Namen haben die kleinen Tiere noch nicht, denn das Geschlecht kann Fischer bei dieser Rasse noch nicht erkennen. „Die sehen jetzt einfach zu ähnlich aus und sind auch noch gleich groß.“

Doch der 16-Jährige ist ambitioniert. Er will die Küken nicht nur pflegen, sondern die Tiere auch züchten. Im vergangenen Jahr hat der Eldagser an einer Zuchtausstellung in Springe teilgenommen – mit Erfolg. Zwei Hühner wurden mit insgesamt 15 Euro prämiert. Im kommenden Jahr will er zur Ausstellung nach Hannover und an seinen Sieg anknüpfen.

Wer aber richtig züchten will, braucht mehrere Ställe, um Hühner zu halten: „Ich möchte einen dritten, mobilen Stall mit einer Europalette bauen, den ich hin- und herfahren kann“, sagt Fischer. Der Grund: Wenn die Hühner immer auf der selben Stelle draußen sind, ist kaum noch frisches Gras vorhanden, weiß der Schüler.

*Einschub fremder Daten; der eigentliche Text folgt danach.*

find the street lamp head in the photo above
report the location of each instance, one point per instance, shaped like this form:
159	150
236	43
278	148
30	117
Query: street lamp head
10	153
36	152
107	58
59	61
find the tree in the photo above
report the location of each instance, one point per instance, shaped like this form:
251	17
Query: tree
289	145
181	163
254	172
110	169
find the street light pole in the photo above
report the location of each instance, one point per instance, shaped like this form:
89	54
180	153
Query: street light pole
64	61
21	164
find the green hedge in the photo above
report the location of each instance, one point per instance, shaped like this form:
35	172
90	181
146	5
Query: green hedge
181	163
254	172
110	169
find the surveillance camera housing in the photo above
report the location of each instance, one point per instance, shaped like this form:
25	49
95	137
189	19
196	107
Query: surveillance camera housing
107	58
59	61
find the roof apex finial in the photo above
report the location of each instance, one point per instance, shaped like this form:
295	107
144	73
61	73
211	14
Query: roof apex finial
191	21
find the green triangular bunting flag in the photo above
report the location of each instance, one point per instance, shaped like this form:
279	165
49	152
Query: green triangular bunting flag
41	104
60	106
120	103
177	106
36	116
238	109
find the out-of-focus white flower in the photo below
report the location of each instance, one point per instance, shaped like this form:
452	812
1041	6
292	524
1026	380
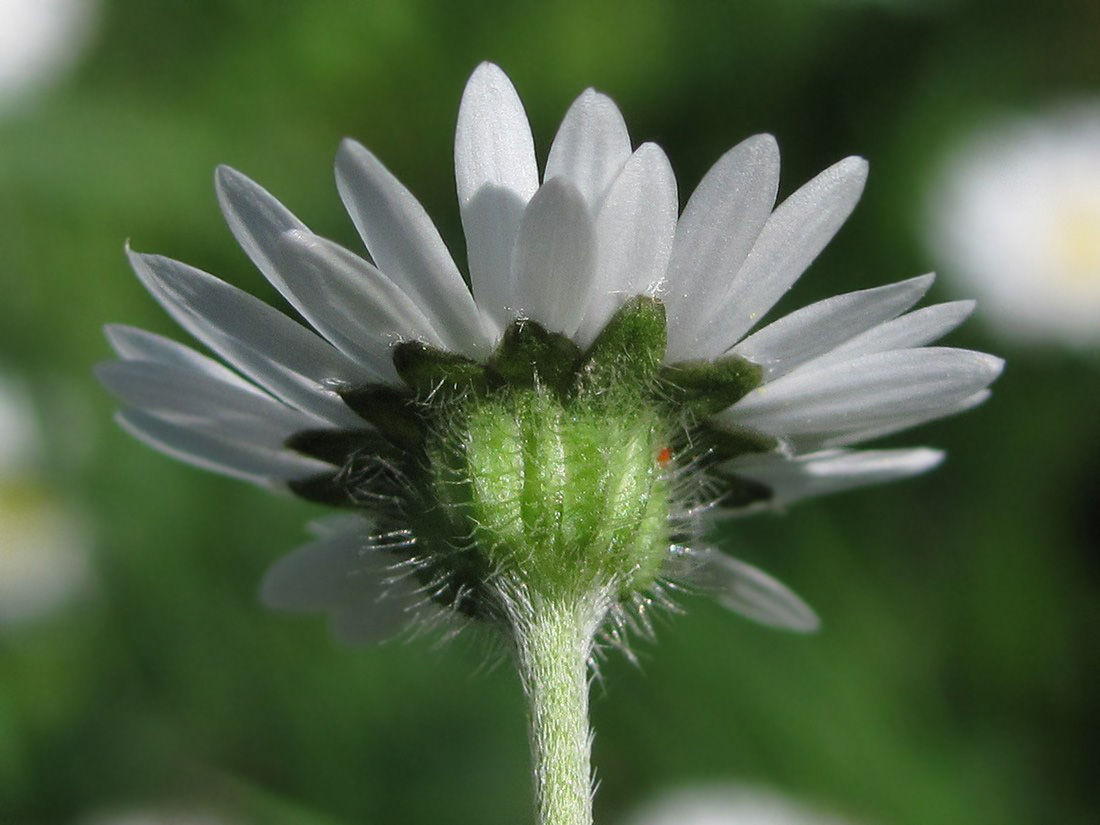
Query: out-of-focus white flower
730	805
39	41
43	547
1014	215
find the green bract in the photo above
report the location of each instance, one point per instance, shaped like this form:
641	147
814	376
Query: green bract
546	469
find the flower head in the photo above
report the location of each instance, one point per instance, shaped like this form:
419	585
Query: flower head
1015	212
569	421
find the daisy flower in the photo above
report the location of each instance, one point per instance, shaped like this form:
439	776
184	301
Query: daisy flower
1015	215
542	448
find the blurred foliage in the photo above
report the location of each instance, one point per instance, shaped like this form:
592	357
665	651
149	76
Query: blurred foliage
956	677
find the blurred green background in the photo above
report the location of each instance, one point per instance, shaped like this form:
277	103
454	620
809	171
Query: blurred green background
956	678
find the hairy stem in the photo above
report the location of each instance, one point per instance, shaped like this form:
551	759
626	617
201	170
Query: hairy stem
553	642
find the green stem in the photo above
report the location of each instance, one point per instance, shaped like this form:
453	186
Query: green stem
553	641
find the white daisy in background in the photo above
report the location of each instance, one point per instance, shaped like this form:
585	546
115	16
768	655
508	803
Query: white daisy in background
1014	213
44	559
730	805
603	385
40	40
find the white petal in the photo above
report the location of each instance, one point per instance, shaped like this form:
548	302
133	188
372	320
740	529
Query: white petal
553	257
136	344
718	228
591	146
750	592
871	391
635	229
364	314
342	575
406	245
794	235
831	471
910	330
496	175
805	333
861	436
347	299
273	350
320	574
186	396
218	451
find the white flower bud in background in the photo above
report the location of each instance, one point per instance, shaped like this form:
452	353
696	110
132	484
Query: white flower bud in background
43	546
1014	217
40	40
730	805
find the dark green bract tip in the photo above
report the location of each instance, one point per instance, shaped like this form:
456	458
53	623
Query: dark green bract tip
730	442
428	370
705	387
392	410
630	348
338	447
530	355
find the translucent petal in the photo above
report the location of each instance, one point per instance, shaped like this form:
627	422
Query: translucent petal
496	175
634	230
407	248
859	437
273	350
347	299
183	395
869	391
364	312
136	344
831	471
591	146
750	592
805	333
340	574
911	330
716	232
221	451
553	257
793	237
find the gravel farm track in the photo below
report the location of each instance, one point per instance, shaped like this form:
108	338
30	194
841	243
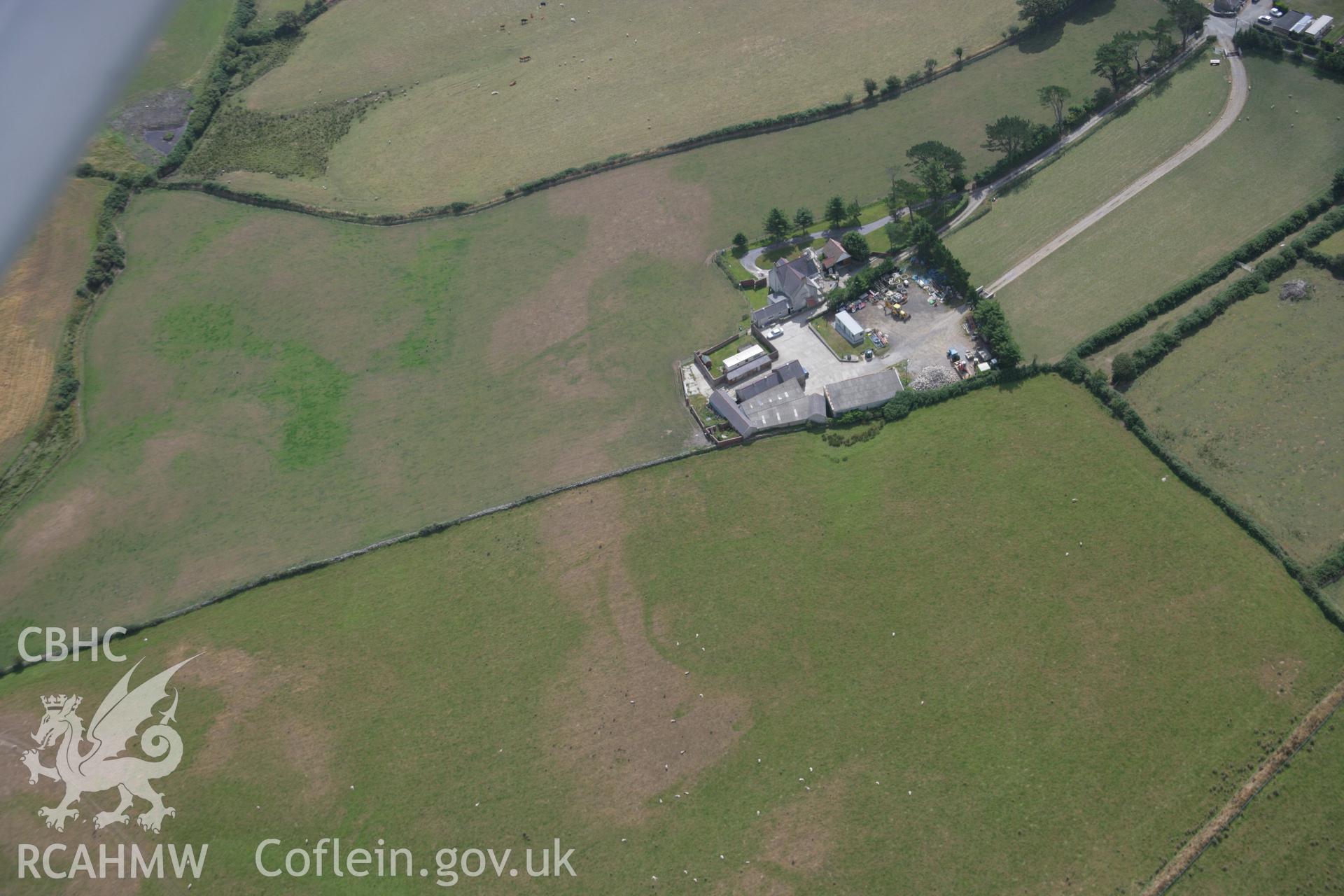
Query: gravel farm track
977	197
1236	102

Außerdem plant er, zusätzlich zu seinen 18 Tieren, weitere Rassen zu kaufen. „Zudem ist es wichtig, alle zwei Jahre einen neuen Hahn mit frischem Blut zu den Tieren zu geben – auch wenn Inzest bei diesen Tieren keine so große Rolle spielt.“

Viel Zeit in Anspruch nehme sein Hobby nicht. „Mir macht das einfach viel Spaß“, betont Fischer, auch wenn er einmal die Woche die Ställe ausmisten muss.

Fischer muss sich aber von einigen Küken verabschieden. „Ich muss schauen, welche sich gut und richtig entwickelt haben.“ Diese bekommen dann einen Ring zur Kennzeichnung über das Fußwurzelgelenk. Die anderen Tiere will er dann verkaufen.

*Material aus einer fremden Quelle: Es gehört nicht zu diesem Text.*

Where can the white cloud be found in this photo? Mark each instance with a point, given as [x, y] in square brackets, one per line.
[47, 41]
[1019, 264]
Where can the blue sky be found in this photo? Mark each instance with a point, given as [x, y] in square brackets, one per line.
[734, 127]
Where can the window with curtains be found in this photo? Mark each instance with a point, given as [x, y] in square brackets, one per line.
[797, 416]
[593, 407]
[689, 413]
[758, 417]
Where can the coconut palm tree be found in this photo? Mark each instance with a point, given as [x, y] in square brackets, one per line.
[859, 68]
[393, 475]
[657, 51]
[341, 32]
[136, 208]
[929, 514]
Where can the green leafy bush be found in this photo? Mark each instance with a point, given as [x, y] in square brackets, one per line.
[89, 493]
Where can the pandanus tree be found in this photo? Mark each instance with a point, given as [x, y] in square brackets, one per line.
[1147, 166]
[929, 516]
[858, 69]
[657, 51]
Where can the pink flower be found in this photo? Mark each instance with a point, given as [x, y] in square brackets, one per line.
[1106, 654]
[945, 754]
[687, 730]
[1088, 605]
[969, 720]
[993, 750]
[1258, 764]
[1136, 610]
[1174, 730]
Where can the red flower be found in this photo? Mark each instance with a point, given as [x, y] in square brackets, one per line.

Aber jetzt zu Ostern werden seine Küken mit Getreide versorgt und werden die Zeit noch auf dem Hof in der Talstraße verbringen.

Wie der Osterhase zum Ei kommt? Fest steht: Küken, Ei und Osterhase sind Fruchtbarkeitssymbole heidnischen Ursprungs. Im christlichen Sinne ist das Ei das Symbol für die Auferstehung: „Das heißt, dass das Leben nach dem christlichen Glauben nicht mit dem Tod endet“, sagt Pastor Klaus Fröhlich. Denn: Aus einem scheinbar toten Ei schlüpft neues Leben. „Von außen sieht man das gar nicht, während innen das Wunder neuen Lebens stattfindet.“

Schon vor etwa 5000 Jahren sollen die Chinesen bunt gefärbte Eier zum Frühlingsanfang verschenkt haben: „Viele traditionelle Gebräuche wurden verchristlicht“, weiß Fröhlich.

Die Henne soll als Sinnbild der Fruchtbarkeit dagegen aus der germanischen Mythologie bekannt sein. Die Tiere sollten Freude über den Frühling vermitteln. Früher wurden die Eier häufig in Rot angemalt – angelehnt an das Blut Christi.